233、悪趣味ですね
何があったの?
アレスが城壁外に飛び降りて行くのが見えた。
四階くらいからの高さだがアレスならきっと大丈夫だろう。
「ロイド、大丈夫か?」
トカゲ隊長が駆け寄ってきた。
「侵入者は姫様を諦め城外に逃走だ。私は姫様を後宮に届け、傷の治療をする為に戻る。カイはウォルター様に報告を頼む」
「頼むって……報告は任せろ。でもお前……顔……目が……」
「侵入者を退ける為の負傷だ、仕方ない……私の連戦無敗記録は止まったな……フフ……」
「笑ってる場合か、人間の医者はもういないんだぞ!」
「大丈夫だ、ポーションが一つあるから、それで傷口を洗う。あとは寝ていれば……すまないがもう戻る」
「手伝うぞ」
トカゲ隊長が手を貸そうとするがロイドが拒む。
「うちの姫様は人見知りだからいい。カイは報告だと言ったろう」
トカゲ隊長と別れてロイドが私を抱えて後宮に向かう。
後宮に向かうロイドの歩みはしっかりしているがロイドの白い手袋とシャツがどんどん赤く染まっていくのが分かり私は血の気が引き手足が縮こまっていた。

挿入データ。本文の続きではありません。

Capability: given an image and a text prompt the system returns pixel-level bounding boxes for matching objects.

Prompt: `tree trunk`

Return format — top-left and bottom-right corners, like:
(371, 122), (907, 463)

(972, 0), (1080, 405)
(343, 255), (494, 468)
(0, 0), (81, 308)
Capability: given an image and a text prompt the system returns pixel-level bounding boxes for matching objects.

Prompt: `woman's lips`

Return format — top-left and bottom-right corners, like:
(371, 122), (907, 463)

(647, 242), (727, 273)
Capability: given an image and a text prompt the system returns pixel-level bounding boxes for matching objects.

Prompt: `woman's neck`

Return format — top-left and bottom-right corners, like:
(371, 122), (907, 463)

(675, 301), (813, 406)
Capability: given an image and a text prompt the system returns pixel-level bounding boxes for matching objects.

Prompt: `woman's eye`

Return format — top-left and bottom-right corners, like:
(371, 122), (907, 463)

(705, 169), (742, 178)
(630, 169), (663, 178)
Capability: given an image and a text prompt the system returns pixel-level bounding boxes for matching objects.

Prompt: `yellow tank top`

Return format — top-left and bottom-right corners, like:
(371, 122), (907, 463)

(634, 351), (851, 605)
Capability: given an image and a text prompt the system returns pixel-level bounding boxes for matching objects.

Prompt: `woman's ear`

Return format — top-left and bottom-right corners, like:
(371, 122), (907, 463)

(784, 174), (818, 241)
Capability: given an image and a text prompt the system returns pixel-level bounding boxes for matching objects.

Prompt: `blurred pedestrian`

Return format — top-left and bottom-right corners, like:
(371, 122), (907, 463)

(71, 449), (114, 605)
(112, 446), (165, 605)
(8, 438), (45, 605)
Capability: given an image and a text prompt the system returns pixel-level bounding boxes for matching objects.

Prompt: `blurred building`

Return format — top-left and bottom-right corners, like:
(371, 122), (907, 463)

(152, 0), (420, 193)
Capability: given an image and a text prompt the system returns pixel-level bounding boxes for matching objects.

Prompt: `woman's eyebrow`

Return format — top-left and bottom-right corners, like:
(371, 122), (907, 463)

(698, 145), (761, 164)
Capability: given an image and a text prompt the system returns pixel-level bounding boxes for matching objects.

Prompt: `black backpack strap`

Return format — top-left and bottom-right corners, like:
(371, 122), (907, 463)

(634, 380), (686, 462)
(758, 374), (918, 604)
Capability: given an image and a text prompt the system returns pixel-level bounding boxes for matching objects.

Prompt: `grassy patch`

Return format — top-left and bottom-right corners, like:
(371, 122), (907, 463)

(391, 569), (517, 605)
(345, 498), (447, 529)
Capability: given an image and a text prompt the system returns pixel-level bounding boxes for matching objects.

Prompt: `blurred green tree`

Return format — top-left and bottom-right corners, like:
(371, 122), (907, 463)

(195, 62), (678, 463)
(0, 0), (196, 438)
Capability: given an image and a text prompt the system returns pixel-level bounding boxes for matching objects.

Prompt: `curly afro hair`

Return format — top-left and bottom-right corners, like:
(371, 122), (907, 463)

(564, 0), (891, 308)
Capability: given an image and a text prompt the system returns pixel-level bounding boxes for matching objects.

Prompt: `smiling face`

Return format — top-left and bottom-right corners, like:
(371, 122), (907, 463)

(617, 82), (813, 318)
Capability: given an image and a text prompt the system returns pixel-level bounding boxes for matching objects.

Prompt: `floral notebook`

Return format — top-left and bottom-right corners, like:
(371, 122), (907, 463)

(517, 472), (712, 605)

「いい奴でしょう? さっきのトカゲ男は"カイ"といって昔、騎士団に入りたくて王宮に来たんです。バルク様が騎士団長をしていた頃ですね。バルク様がいなくなって騎士団は解体されてなくなりましたが……」
私は怖くてロイドの顔を見れない。
身体を小さくしたままロイドに抱えられていた。
「結局彼も魔族転化であんな姿ですが、心が人間寄りで彼は良い方の例です。心の強いものは比較的人間性が残りやすいのかもしれません。魔族転化されたら私もあのようになりたいと思っていました」
「ロイドは魔族になっちゃダメだよ!!」
思わず出た自分の声はうわずっていて変な声に感じた。
「姫様が来る前は、私にはそういった未来しかありませんでした。マルタが吸血鬼にされて、私もいつか魔族になって生きていくだろうと、私の周りの者達全ても魔族になってしまいましたから、それが自然でしょう。魔族になるだけで……容姿が変わるだけで……特に変わりないのではないかと考えた事もあります」
「それでもダメだよ」
自分の声が震える。ロイドの赤く染まっているシャツを掴んだまま動けずにいた。
「そうですダメですね。ダメです……あの優しかったカイが街で人間の子供を切り刻んでいるのを見てしまいました。人間性を持っていると思っていても、やはり心は魔族になっていくのでしょう。私が私で無くなったら、マルタを傷つけてしまったら……と考えると恐ろしいです」
「ロイドは、こんな時でも……マルタばっかりだね」
「双子の片割れが好きだなんて自己愛が強いだけなんて言われた事もありますが……」
「自己愛が強い!? そんな人はそんな血だらけになるようなことしない……ごめんなさい。アレスが……ごめんなさい。ごめ……」
「なぜ姫様が謝るんですか?」
「だって、だってアレスが、アレスが……」
「姫様が気にすることはありませんよ。さっきカイが子供を斬ったと話しましたが私だって似たようなものです。この城に侵入する者達を斬ってきました。姫様を連れて来たばかりの時は毎日刺客が来ていた時もあります。その度に全部殺していました。そう考えると私は魔族とそう変わらないですね。勇者に斬られても文句は言えません」
「だってそれ、お仕事でやってたんでしょ? 仕方ないんでしょ? ごめんなさい、ごめんなさい、ロイド!」
「そうですね。お仕事です。すみませんお喋りしすぎましたね。しゃべってないと意識飛びそうだったので……」
後宮の玄関に着いた。玄関に明かりがついている。
「歩けますね? 姫様」
ロイドが抱えていた私を降ろす。
「すみません、私の血がついてますね」
ロイドが顔の右側を押さえながら言った。
怖いと思ったが私は見なければいけないと思う。
何が起きたのかをちゃんと知らなければだ。
勇気を出してしゃがんでいるロイドの顔を押さえた。
少し明るいところで見たロイドの顔は憔悴していた。
そのままゆっくりとロイドの右手を退かして見る。
「悪趣味ですね、姫様。傷口は見ない方がいい」
涙がでた。
ロイドの右目は無かった。
美しい翠の瞳はそこには無く右目があったはずの場所はぽっかりと虚しい空洞だ。
暗闇が広がる空洞を見て私は足元が崩れるのを感じがした。
どうしてこんな酷いことが!!
右目はアレスが持ち去ったのだ。